The Story of Finals, Persecution and Mario

Once upon a time, last SATURDAY was my Biology final. *Sidenote* Saturday finals should be illegal; why the hell would somebody make us take a test on a Saturday when we haven't had school on Saturdays ever?!? Heck, they don't have finals on Sundays, so why Saturday? Anyways, I showed up early, but as 8 am approached (hooray for getting up early) *Other Sidenote: 8 am finals should be illegal too* the doors to the lecture hall remained locked. Weird right? I guess even janitors think 8 am Saturday finals are silly.

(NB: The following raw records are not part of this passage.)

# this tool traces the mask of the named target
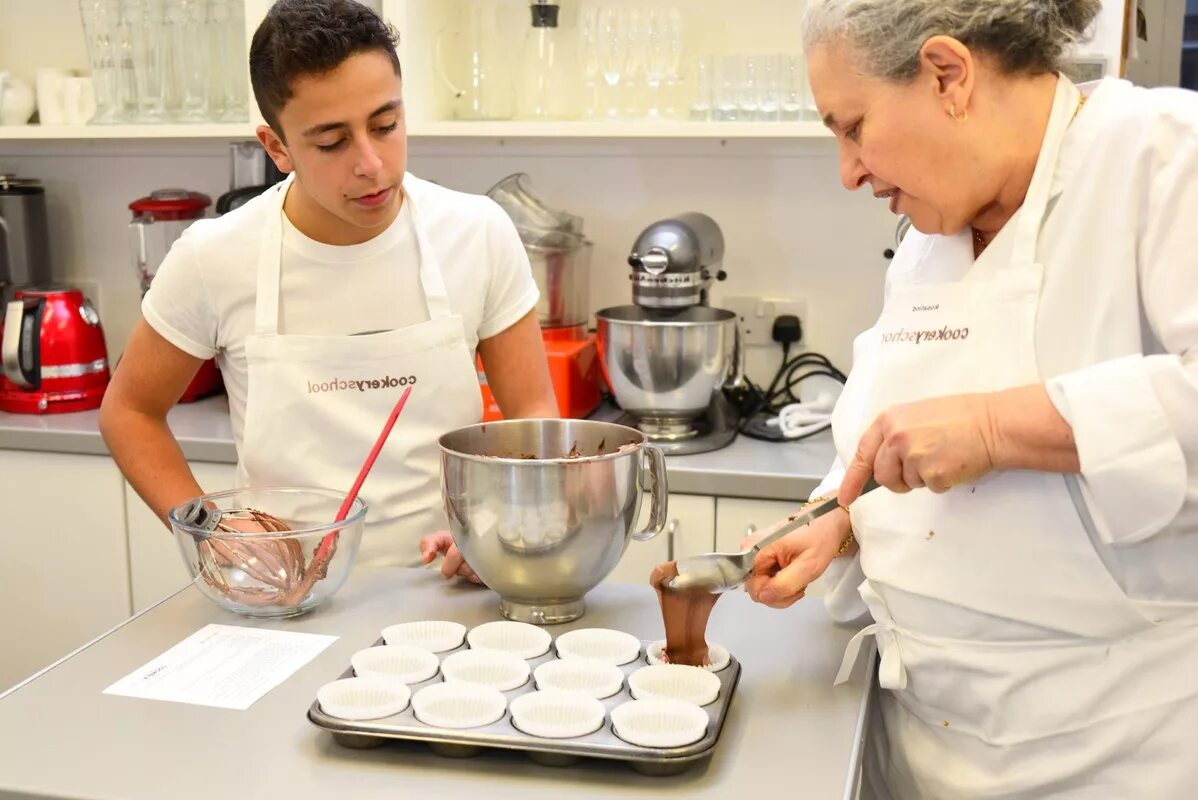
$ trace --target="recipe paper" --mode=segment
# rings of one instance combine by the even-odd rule
[[[337,639],[205,625],[104,694],[245,710]]]

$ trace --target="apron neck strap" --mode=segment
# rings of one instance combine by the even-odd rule
[[[1081,92],[1073,82],[1064,75],[1059,76],[1052,111],[1048,115],[1048,127],[1044,131],[1044,141],[1036,159],[1036,169],[1016,217],[1014,249],[1011,253],[1014,266],[1031,267],[1036,263],[1036,244],[1052,198],[1053,177],[1061,154],[1061,144],[1080,97]]]
[[[406,184],[414,183],[411,176],[405,175]],[[279,332],[279,287],[282,283],[283,262],[283,201],[295,181],[295,173],[291,173],[281,183],[269,190],[270,195],[266,210],[266,225],[262,231],[262,241],[258,246],[257,291],[254,299],[254,333],[273,336]],[[420,257],[420,283],[424,289],[425,302],[428,304],[430,319],[442,319],[453,312],[449,305],[449,294],[445,289],[445,281],[441,277],[441,267],[437,263],[436,254],[429,245],[424,227],[420,224],[416,203],[412,194],[404,191],[403,202],[408,206],[412,217],[412,228],[416,237],[416,247]],[[398,266],[398,265],[397,265]]]

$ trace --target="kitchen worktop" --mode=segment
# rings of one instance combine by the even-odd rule
[[[618,412],[601,409],[597,416]],[[236,463],[225,397],[171,409],[167,423],[189,461]],[[45,416],[0,412],[0,449],[104,455],[99,411]],[[709,453],[667,458],[670,491],[769,500],[806,498],[835,458],[832,434],[774,444],[741,436]]]
[[[605,584],[587,600],[586,616],[550,632],[605,626],[661,636],[649,586]],[[223,611],[189,586],[0,695],[0,798],[855,796],[872,669],[863,662],[849,682],[832,685],[853,631],[833,625],[818,599],[775,611],[742,592],[723,595],[708,638],[740,660],[740,685],[710,761],[669,778],[595,760],[553,768],[509,753],[449,759],[417,743],[353,750],[308,722],[317,688],[339,677],[354,651],[388,624],[432,618],[498,619],[497,599],[429,570],[360,567],[324,607],[265,621]],[[246,711],[102,694],[209,623],[339,638]]]

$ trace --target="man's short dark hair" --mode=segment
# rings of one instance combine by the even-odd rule
[[[395,29],[357,0],[278,0],[250,43],[250,83],[262,118],[282,138],[279,111],[292,82],[328,74],[358,53],[385,53],[400,75],[398,42]]]

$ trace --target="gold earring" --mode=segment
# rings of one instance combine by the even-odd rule
[[[949,103],[948,104],[948,115],[950,117],[952,117],[954,120],[956,120],[957,122],[965,122],[969,119],[969,109],[965,109],[964,111],[962,111],[961,116],[958,117],[957,116],[957,104]]]

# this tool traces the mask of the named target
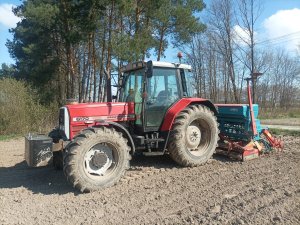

So all the students, the TA's, and even my Professor, Kosher Power Plant Lady, crowded around wondering why no one was coming to unlock the doors. I cracked a few jokes with fellow classmates as we waited, until a female TA spoke up. She said (and I quote), "Does anybody here know how to pick a lock?... I'm serious." I thought that was funny enough, but some shady looking kid with black hair and a scruffy beard half-raised his hand and replied hesitantly, "I kinda do... What kind of lock is it?" Oh my god. It seriously made my day. But wait, there's more.
As the master lock-smith kid shuffled to the front of the crowd (Not really a master because he failed to get it open. Granted, he was using a paper clip), the female TA said, "Don't worry, you won't get persecuted." She said persecuted, not prosecuted- it's a big difference. According to her lacking grammar skills, she was afraid we would rise up against that kid and burn him at the stake or something for unlocking the lecture hall so we could take our final. I guess it's a good thing biology doesn't really require english...
So like I said, the shady kid failed at unlocking the room. I say 'shady' because since when is being able to pick a lock a respectable skill? I'm pretty sure you can't really develop that skill with positive intentions. Well, we waited for about 20 minutes for a maintenance guy to show up, and I gotta say, this guy looked like the real-life Mario with a shaved mustache. He had the entire get up- overalls, red shirt, a hat and a scruffy plumber-like appearance. Priceless. He was our savior; he granted us permission to go inside and take a final. Thanks, Mario.